Hudori menargetkan, RPP akan diselesaikan dalam waktu tiga bulan setelah UU diundangkan, 2 November. Tenggat waktu ini sesuai dengan amanat UU Cipta Kerja.
Sejauh ini, Hudori menyebut, pembahasan RPP berjalan lancar. ”Tidak ada kegelisahan. Kewenangan masing-masing sudah ada, pemerintah pusat, provinsi, dan kabupaten/kota,” ucapnya.
Mekanisme perizinan
Secara terpisah, Kepala Bidang Perizinan dan Pemanfaatan Ruang Dinas Penanaman Modal dan Pelayanan Terpadu Satu Pintu (DPMPTSP) Kota Bogor Naufal Isnaini mengatakan, sosialisasi dan konsultasi RPP penting agar pemda bisa memahami proses perizinan berusaha di daerah setelah lahirnya UU Cipta Kerja.

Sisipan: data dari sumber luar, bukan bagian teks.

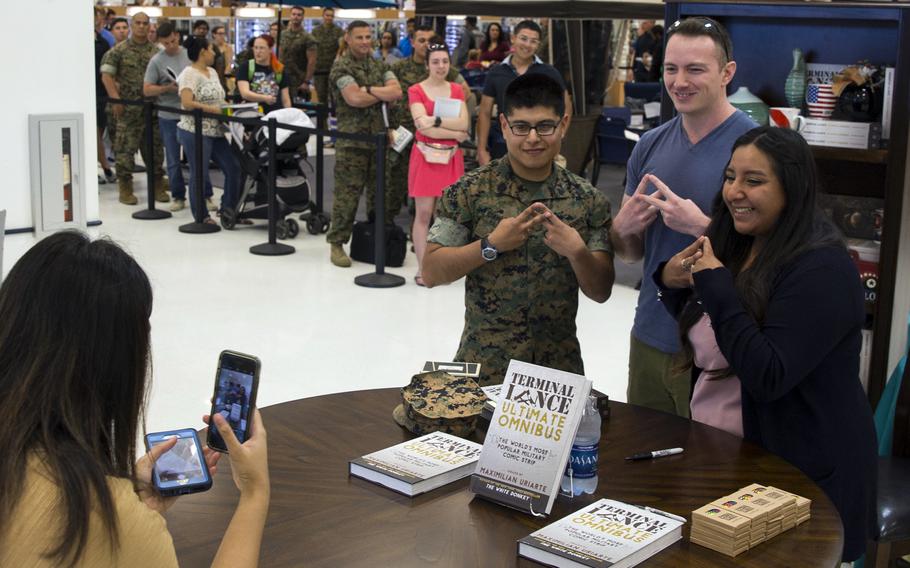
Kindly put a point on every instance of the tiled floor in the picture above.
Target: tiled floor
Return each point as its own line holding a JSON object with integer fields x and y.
{"x": 315, "y": 331}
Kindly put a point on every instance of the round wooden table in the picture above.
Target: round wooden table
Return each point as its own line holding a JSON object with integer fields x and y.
{"x": 319, "y": 516}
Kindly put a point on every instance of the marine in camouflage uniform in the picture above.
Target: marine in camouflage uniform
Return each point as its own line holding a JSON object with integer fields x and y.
{"x": 295, "y": 45}
{"x": 126, "y": 64}
{"x": 355, "y": 161}
{"x": 327, "y": 38}
{"x": 409, "y": 72}
{"x": 521, "y": 305}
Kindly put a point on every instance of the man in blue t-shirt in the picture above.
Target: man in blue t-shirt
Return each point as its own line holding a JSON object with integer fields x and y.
{"x": 673, "y": 175}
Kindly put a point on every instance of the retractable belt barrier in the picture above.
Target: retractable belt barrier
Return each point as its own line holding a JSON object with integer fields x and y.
{"x": 377, "y": 279}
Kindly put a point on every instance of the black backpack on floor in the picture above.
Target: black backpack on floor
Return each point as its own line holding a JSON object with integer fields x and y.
{"x": 363, "y": 243}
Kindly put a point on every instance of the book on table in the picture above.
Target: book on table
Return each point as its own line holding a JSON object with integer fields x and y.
{"x": 419, "y": 465}
{"x": 604, "y": 534}
{"x": 530, "y": 437}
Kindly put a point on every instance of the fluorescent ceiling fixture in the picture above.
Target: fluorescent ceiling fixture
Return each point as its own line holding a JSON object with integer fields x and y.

”Kami juga memberikan beberapa masukan, di antaranya, pemerintah daerah sebaiknya tetap ada keterlibatan dalam proses perizinan karena yang mengetahui kondisi lapangan itu pemda. Dan, terkait kejelasan mekanisme perizinan berusaha dari awal sampai akhir, seperti aspek tata ruang, izin lingkungan, bangunan gedung, sampai izin operasionalnya seperti apa,” ujar Naufal.

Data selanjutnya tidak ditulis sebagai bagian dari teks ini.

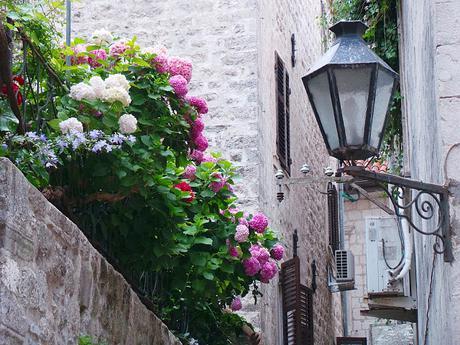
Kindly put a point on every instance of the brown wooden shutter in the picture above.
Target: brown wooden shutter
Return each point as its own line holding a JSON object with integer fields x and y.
{"x": 297, "y": 306}
{"x": 282, "y": 114}
{"x": 333, "y": 217}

Direktur Eksekutif Komite Pemantauan Pelaksanaan Otonomi Daerah (KPPOD) Robert Endi Jaweng menilai, substansi RPP belum memberikan jaminan kepastian berusaha. Draf itu tidak memberi jalan keluar apabila terjadi ketidaksesuaian peruntukan pemanfaatan ruang antara pemda dan pusat.
Robert pun mengusulkan agar RPP tersebut dibahas bersamaan dengan RPP tentang Norma, Standar, Prosedur, dan Kriteria (NSPK). Keterpaduan kedua RPP ini sangat penting karena RPP NSPK mengatur tentang pembagian kewenangan.